An AI Model Will "For Sure" Win A Gold Medal At The Math Olympiad Next Year: OpenAI Exec

OpenAI has released its o3 model that has given some extremely impressive results on coding and maths tests, and the company believes that this progress will likely continue.

An OpenAI executive has said that he believes that an AI model will “for sure’ win a medal at the International Mathematics Olympiad next year. “There was a math benchmark, which is high school competitive mathematics, and that quickly got saturated,” Sebastien Bubeck, a Member of Technial Staff at OpenAI said in an interview. “Now we’re talking about AIME. AIME is a new benchmark that OpenAI is using to benchmark the new o-series models. (It’s a) test to get into the U. S. team for the International Mathematics Olympiad,” he added.

“So GPT 4 (scores) at essentially 0%, maybe, maybe 5%, maybe 10% (on the AIME),” Bubeck said. “o1-preview is already at 50%. You can see (the progress). It’s going to be at 90 percent next month in two months. And the IMO gold medal is going to be — I don’t know when, but you know, very soon — I would for sure say next year, there’s just, there’s just no question given the current trend,” he added.

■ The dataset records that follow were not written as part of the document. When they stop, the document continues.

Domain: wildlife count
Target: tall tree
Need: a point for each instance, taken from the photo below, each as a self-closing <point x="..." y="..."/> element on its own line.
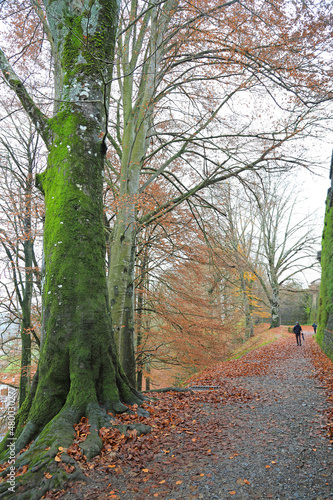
<point x="228" y="54"/>
<point x="325" y="313"/>
<point x="78" y="371"/>
<point x="288" y="241"/>
<point x="20" y="227"/>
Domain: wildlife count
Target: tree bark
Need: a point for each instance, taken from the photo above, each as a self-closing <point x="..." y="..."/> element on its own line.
<point x="79" y="373"/>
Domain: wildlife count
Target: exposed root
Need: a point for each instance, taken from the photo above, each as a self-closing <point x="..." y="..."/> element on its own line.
<point x="48" y="463"/>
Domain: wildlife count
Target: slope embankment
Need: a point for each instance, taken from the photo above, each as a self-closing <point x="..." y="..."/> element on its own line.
<point x="264" y="432"/>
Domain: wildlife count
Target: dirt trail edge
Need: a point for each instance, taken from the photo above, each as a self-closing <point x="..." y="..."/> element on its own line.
<point x="262" y="435"/>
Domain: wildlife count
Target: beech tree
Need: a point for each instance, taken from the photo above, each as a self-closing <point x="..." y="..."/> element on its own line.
<point x="78" y="373"/>
<point x="288" y="241"/>
<point x="20" y="228"/>
<point x="230" y="55"/>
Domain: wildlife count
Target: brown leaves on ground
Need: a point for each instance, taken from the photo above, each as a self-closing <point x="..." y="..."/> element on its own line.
<point x="187" y="425"/>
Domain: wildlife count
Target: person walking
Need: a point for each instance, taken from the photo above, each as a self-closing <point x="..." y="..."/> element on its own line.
<point x="298" y="330"/>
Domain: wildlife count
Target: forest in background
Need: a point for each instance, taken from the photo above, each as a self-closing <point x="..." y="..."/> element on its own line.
<point x="148" y="215"/>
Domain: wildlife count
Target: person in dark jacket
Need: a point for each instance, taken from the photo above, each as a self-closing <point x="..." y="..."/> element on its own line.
<point x="298" y="330"/>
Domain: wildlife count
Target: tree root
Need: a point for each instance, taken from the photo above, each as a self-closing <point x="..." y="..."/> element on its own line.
<point x="48" y="463"/>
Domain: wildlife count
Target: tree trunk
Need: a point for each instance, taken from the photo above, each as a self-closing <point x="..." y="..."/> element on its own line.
<point x="25" y="375"/>
<point x="137" y="114"/>
<point x="275" y="307"/>
<point x="79" y="373"/>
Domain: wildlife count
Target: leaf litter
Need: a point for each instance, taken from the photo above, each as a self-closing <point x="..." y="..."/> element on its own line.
<point x="195" y="433"/>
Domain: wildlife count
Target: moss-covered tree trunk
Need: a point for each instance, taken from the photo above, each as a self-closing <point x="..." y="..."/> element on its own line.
<point x="79" y="373"/>
<point x="325" y="311"/>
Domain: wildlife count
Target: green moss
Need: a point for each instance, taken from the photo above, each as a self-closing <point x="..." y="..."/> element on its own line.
<point x="325" y="322"/>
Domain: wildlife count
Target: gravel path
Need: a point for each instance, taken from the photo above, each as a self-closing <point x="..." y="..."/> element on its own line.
<point x="272" y="446"/>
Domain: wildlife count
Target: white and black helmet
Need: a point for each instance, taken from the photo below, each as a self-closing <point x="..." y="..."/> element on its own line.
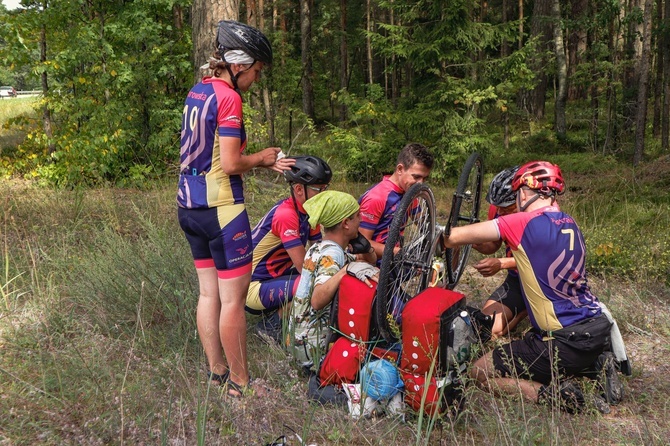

Bubeck seemed to highlight how rapidly AI models had gone from scoring 0 percent to 50 percent in feeder tests for the math Olympiad. He seemed to indicate that given how fast things were moving, it was very likely that AI would score as much as 90 percent on this test “in the next two months”. And these high scores on the feeder test would mean that it was extremely likely that an AI model would get a gold medal at the actual International Mathematics Olympiad next year.

This could be a pretty remarkable event. The International Maths Olympiad gets together the brightest mathematicians from around the world, and they compete among themselves to solve extremely hard math problems. If an AI could get a gold medal at an event, it would indicate that AI has become better than even the best humas at a task that until recently seemed to require high degrees of human intelligence.

It’s not only math at which AI systems have improved tremendously in the recent past. On a coding benchmark, OpenAI’s o3 model received an ELO rating of 2727, which ranked it 175th in the list of the world’s top programmers, which indicates that AI was likely better than all but 174 humans now at coding. On the Competition Maths benchmark, it managed an accuracy of 96.3 percent, which wasn’t far from a perfect score. And with OpenAI executives now saying that it’s very likely that an AI will win a gold medal at the International Mathematics Olympiad, it looks like the areas where humans are still better than computers are continuing to shrink rapidly.